STAGE REVIEW
'Titanic' takes symbolic view of ship tragedy
By Joseph T. Rozmiarek
Advertiser Drama Critic
| 'Titanic'
8 p.m. Thursdays-Saturdays, 4 p.m. Sundays, through June 9 Diamond Head Theatre $40-$10 733-0274 |
This stage version by Peter Stone and Maury Yeston takes a broader view, representing the ship as the emblem of an optimistic but class-ridden age and an important turning point between eras. In the calamity that fills the entire second act, the privilege of wealth and power and the invincibility of progress come into question.
The first act is a celebration, beginning with the ship's designer exclaiming over the blueprints, "At every age, mankind attempts to fabricate great works at once magnificent and impossible." We meet the aristocracy of millionaires, the social-climbing Second Class and the steerage immigrants hoping for a better life.
Central to the tragedy are a demanding owner and a pacifying Captain.

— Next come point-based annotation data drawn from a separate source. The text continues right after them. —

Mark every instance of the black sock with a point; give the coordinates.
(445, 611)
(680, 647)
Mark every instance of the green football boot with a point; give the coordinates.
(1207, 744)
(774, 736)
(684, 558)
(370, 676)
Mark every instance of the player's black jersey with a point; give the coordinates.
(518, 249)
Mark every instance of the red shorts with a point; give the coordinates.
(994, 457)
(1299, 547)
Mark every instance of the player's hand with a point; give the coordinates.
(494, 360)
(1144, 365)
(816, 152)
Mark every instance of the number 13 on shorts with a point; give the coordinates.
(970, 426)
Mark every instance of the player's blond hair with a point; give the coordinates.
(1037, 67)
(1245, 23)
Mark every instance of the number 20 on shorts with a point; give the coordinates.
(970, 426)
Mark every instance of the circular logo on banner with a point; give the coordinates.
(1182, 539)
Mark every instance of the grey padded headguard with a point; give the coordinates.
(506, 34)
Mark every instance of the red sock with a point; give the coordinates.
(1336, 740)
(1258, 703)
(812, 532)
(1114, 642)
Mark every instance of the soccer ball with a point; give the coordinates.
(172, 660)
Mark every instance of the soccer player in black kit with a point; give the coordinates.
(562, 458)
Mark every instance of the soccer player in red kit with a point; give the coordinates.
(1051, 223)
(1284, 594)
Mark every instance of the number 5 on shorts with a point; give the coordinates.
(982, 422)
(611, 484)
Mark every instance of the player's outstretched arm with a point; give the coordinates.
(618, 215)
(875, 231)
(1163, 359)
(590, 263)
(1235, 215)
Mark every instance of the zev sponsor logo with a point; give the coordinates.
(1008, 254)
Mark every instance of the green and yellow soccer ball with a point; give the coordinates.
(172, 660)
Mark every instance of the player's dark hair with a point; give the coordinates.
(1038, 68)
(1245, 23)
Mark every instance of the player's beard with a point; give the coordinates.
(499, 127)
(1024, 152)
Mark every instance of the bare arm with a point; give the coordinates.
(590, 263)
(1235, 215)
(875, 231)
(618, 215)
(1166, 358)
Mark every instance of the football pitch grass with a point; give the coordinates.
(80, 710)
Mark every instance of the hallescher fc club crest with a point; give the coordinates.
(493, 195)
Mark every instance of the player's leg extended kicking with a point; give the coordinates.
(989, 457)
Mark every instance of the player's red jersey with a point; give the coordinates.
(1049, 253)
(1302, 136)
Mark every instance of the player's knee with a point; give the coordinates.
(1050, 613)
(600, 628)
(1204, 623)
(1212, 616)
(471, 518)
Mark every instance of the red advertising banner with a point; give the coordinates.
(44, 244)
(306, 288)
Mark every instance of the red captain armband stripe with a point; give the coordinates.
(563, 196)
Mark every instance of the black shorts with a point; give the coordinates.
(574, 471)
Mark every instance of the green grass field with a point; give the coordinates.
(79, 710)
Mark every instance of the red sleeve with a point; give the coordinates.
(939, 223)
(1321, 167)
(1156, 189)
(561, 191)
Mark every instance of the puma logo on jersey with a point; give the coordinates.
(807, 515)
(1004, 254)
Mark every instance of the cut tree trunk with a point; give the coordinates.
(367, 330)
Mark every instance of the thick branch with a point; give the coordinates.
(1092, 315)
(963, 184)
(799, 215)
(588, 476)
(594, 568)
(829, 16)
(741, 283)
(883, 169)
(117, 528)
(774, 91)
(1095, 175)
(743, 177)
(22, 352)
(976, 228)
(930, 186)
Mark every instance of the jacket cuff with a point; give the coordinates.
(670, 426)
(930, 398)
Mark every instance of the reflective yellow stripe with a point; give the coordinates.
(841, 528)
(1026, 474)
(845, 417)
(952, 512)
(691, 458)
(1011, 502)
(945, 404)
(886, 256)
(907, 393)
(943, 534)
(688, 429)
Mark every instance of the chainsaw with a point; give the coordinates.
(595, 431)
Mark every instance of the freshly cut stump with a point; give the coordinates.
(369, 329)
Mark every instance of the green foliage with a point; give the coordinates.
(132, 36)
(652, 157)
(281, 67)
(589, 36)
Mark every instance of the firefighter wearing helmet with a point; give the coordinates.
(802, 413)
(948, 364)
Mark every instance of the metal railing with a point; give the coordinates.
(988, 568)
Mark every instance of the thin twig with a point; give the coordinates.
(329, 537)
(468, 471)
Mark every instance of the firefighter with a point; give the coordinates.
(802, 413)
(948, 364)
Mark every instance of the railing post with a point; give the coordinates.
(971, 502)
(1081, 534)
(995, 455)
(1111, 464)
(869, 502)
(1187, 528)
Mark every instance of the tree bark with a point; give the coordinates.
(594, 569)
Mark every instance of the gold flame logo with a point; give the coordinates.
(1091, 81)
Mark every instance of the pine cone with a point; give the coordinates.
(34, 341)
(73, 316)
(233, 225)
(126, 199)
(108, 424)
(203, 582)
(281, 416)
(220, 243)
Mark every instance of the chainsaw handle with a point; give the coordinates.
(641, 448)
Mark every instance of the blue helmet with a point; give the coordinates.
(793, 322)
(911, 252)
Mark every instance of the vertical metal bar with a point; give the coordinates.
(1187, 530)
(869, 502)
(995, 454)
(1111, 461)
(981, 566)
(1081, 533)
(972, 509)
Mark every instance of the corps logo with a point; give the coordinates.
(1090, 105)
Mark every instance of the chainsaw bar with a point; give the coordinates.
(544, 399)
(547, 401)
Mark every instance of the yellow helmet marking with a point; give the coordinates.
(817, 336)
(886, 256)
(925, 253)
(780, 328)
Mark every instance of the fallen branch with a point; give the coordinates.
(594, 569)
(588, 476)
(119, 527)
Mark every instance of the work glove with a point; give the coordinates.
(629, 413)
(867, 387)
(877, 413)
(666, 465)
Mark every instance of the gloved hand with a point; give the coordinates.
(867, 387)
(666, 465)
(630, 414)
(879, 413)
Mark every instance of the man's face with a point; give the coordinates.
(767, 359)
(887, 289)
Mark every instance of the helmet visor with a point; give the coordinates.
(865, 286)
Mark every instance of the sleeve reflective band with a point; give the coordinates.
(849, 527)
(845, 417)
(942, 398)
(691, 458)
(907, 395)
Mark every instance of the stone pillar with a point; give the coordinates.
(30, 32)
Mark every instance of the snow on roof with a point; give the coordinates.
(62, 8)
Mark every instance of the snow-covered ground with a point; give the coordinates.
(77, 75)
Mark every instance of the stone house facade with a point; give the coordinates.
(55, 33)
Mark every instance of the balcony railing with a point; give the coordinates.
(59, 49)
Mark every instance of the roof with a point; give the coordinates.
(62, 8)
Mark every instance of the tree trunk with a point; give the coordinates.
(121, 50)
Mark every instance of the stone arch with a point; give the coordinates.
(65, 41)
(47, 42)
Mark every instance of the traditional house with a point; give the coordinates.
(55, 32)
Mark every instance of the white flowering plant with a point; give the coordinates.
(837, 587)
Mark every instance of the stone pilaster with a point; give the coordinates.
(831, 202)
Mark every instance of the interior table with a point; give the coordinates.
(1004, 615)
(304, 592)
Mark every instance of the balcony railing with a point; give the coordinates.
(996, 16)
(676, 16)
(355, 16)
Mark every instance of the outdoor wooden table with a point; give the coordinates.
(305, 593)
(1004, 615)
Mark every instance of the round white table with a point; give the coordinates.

Collision becomes almost inevitable, with the actual impact occurring during intermission.
Act Two slowly unfolds the immensity of the disaster through scenes of denial, anger and final acceptance. The show's finale unites the survivors with the victims as they say goodbye to something greater than a ship.
Under Waldman's direction, acting and singing blend inseparably into a dynamic ensemble production where several performers have featured moments, but no one's part is unimportant.
Douglass Scheer nicely bookends the drama as the designer, initially exalting and lastly mourning the Titanic. Scott Moura is wonderfully despicable as the ship's grasping owner, and Bryan Bender is appropriately both physically commanding and ethically disappointing as its Captain.
Cori Vas is vocally exciting as the enthusiastic Stoker and Ryan Lumpus is convincing as the desperate Radioman. Howard Bishop and Lina Doo share a lovely duet as the aged Isidor and Ida Straus, who choose to perish together.
Melina Lillios commands the show's music, authoritatively leading the live orchestra.
Sukey Dickinson's lavish costumes nicely underscore the characters' class divisions, as does Patrick Kelly's deceptively simple stage set where the simple rolling away of a service cart foreshadows the coming calamity, and a sudden tilt brings all classes symbolically to the same level.